I used an expression vector containing a Transcription Factor and a GFP cDNA. I co-transfected it with pGL3-basic which contains a promoter fragment into HeLa cells. I have included all the necessary controls, but the results were disappointing. The relative luc activity of the empty GFP vector is similar to the GFP expression vector with the TF insert.

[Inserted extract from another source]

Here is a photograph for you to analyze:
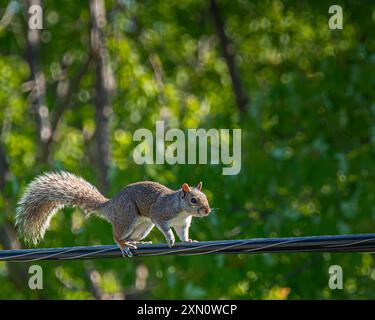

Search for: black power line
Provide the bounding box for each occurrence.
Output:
[0,233,375,261]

Should I use such expression vector? Coz in my lab only have stock for it and i hv no time to prepare new.

Thx in advance.

-hkuspace graduate-

So you have an expression vecotr for the transcription factor fused to EGFP and an reporter in luc, and the co-transfection is not working.
Typically you need a reference plasmid of either beta-Gal or Rluc, how did that treatment work? This could tell you if your transfection was working.
Another thing: what was the ratio you used for the two? You need more reporter than EGFP-tf fusion vector. 2:1 to 5:1 is what I use, depending on the promoter strength.


Thx for suggestion, but should i optimize by adding:

(1) more TF-GFP expression vector & less pGL3-basic-promoter recombinat construct


(2) less TF-GFP expression vector & more pGL3-basic-promoter recombinat construct?


-hkuspace graduate-

Choose option 2, because it has a strong promoter, like CMV, while the promoter that you are studying is less active.